The said Pope was a very extraordinary fellow: a slight fair form, pointed features, and eyes that were penetrating, despite their common shade of grey. He was called Champenois, his real name unknown, not more than three-and-twenty, and the Lieutenant of the Chaine said, one of the most talented and extraordinary characters that he had ever met with. He had been the prime mover of the intended insurrection, but without a proof against him, except his universal authority, unusual in so young a thief. His physiognomy was one, which it required not a second look in order to remember for ever.
Another figure struck me, not so much as singular in itself, as in contrast with those around. It struck me as that of an English cabin-boy, a pale, freckled, ill-conditioned lad. On following the calling over of the register in roll, I found my conjecture too true. He was an unfortunate young sailor, a native of England, guilty of some misdemeanour, and by name Aikin.
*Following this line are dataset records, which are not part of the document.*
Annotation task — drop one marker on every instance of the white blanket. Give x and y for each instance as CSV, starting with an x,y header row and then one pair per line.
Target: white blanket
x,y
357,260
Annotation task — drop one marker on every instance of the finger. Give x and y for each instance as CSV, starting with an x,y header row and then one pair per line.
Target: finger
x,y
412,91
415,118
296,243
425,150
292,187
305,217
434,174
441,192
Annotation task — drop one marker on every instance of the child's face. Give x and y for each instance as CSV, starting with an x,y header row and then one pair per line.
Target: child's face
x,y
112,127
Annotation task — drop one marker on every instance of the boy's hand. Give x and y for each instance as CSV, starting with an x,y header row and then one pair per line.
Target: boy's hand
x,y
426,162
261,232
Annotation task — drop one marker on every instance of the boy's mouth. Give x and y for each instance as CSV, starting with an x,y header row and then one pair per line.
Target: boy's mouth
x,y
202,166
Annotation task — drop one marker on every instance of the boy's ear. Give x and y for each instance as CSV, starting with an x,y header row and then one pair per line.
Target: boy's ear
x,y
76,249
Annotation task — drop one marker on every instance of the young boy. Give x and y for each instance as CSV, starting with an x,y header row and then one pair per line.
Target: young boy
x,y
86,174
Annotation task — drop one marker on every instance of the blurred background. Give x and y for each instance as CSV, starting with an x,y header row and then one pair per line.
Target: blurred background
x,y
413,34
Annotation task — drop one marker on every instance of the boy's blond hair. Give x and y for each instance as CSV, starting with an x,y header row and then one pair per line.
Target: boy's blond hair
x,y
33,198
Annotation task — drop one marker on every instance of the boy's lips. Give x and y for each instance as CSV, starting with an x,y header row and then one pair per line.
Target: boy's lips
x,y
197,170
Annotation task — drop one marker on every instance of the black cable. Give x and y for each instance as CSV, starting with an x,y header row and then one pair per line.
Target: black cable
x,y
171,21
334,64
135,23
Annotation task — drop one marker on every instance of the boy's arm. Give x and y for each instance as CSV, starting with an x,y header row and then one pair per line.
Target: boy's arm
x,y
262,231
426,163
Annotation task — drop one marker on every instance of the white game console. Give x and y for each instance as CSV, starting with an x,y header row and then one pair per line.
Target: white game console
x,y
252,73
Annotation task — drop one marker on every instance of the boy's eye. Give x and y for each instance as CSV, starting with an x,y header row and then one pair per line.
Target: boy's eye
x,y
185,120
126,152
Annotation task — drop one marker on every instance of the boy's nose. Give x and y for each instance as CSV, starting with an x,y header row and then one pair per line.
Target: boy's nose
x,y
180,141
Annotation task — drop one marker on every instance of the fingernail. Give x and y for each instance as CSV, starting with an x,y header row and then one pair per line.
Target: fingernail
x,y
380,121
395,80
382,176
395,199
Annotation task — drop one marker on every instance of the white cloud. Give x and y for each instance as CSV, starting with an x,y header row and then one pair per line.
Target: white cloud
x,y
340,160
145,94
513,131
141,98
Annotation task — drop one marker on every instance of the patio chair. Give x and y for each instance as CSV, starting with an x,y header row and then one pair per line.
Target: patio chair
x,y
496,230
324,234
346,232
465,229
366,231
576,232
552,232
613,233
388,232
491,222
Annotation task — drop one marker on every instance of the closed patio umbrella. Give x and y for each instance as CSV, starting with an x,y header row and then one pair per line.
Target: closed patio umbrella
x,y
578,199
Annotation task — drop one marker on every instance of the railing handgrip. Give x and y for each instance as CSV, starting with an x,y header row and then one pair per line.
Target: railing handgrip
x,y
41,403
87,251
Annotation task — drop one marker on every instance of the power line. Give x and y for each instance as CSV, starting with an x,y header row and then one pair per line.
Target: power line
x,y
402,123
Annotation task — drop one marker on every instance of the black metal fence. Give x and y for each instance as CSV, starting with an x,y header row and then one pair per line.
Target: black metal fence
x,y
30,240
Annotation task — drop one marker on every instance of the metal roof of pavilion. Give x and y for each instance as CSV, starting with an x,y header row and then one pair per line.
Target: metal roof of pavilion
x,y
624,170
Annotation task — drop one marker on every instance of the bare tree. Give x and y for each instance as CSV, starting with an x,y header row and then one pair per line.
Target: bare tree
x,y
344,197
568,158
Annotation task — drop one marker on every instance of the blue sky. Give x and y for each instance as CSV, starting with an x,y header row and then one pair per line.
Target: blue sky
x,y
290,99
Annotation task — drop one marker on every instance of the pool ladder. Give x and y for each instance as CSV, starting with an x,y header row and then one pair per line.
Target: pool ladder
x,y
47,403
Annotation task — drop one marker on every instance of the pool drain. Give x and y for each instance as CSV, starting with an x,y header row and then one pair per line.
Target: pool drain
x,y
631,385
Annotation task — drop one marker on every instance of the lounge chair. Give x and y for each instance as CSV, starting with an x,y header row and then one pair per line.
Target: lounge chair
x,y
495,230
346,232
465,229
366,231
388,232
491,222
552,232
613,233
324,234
He understood not a word of French, but protested with a shake of his head against his being English; patriotism had in him outlived honesty and self-respect. I spoke to him in English: he wept, but would not reply, puckering up his poor lips in all the agony of his desolate condition. I was glad to remark the humanity with which he had been chained to a prisoner, pensive and downcast like himself.
There were some cases certainly hard; one or two for resisting the gen-d’armerie in a riot at Rouen. To transport a rioter, unless under aggravated circumstances, is grievous enough; but after the revolution of July, that hallowed riot, to make a galley-slave of a brave for resisting the police, must have been at least surprising to him. The tribunal no doubt felt the necessity of severity; and we acknowledged it all in deploring the degradation of these poor devils for an act, which in so many thousand others was, at the moment, extolled to the skies as the acme of heroism. But justice hath her lottery-wheel as well as fortune.
As the last chaine was completing, an ecclesiastic went round to collect money of the visitors. But as there were few, so were the offerings. The convicts at the same time produced the fruits of their ingenuity in straw work-boxes, needle-cases, carved ivory and wood. The guardians, to do them justice, seemed humane.
The bagne at Toulon, the destination of the members of the chaine, was respectably peopled when I visited it some years ago. It contained amongst others, Sarrazin, a famous general, who had deserted to us from Buonaparte, and whose works on the Spanish and other campaigns, are still read with interest. The general had caught the inexcusable habit of marrying a wife in each town wherein he was quartered, and was sent to the gallies for trigintagamy. They boasted a bishop too amongst the convicts at Toulon, a merry little fellow, that bore his fate gaily, and who still contrived to exercise a kind of spiritual supremacy over his unfortunate comrades.